Missing analysis. From Table 4, we can see that the model's performance is quite sensitive to the used backbone (more than 10% between Rsenet50 and ConvNext. However, the authors didn't give explanation. Besides, the proposed model uses six loss terms in total for both flow estimation and content learning. I am wondering how to decide the trade-offs and if they would affect the final results.

In Table 4 we compare 3 backbones, PWC-Net, ResNet-50 and ConvNeXt-T. For flow estimation all these backbones perform similarly. However, for semantic content learning, PWC-Net, which is a very shallow network specialized for flow estimation, and it therefore does not perform well on segmentation downstream tasks. The gap in performance between ResNet-50 and ConvNeXt-T is not something specific to this paper, and is observed even in supervised learning on ImageNet. ConvNeXt is an architecture that was designed to perform as good as modern vision transformers and it is not surprising to see such gaps for segmentation tasks. We indeed choose ConvNeXt over ResNet from the beginning for this specific reason.

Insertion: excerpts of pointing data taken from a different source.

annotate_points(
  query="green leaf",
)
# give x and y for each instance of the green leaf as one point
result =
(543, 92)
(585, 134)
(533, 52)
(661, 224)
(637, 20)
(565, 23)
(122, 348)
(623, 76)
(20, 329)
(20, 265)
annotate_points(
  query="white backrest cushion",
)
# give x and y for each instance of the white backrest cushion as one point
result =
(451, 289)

We refer to the explanation we gave to reviewer q59r on how we tune the coefficients of our losses.

审稿意见
6

This paper proposes a self-supervised approach, MC-JEPA, which uses a shared encoder to learn optical flow and content features. The proposed approach achieves good performance on optical flow estimation and images and videos segmentation.

优点

This paper presents a valuable and novel insight: self-supervised learning of optical flow estimation and content features can be effectively unified within a single architecture under a multi-task setting. MC-JEPA not only learns motion features from multiple video datasets but also learns content features from large-scale image datasets. This dual-focus approach shows excellent performance across multiple evaluation benchmarks, demonstrating strong generalization capabilities that can be applied to a variety of downstream tasks, from motion prediction to content understanding.

缺点

The writing of the paper needs to further improve. The captions of the figures and tables are too detailed. It is better to condence the captions.

问题

  1. In multi-task learning, how are the weights for different loss functions chosen and adjusted? Will adjusting coefficients for the six different loss functions for each task introduce a significant tuning cost during training? Would it be possible to draw comparisons between this tuning approach and other methodologies in the field of multi-task learning?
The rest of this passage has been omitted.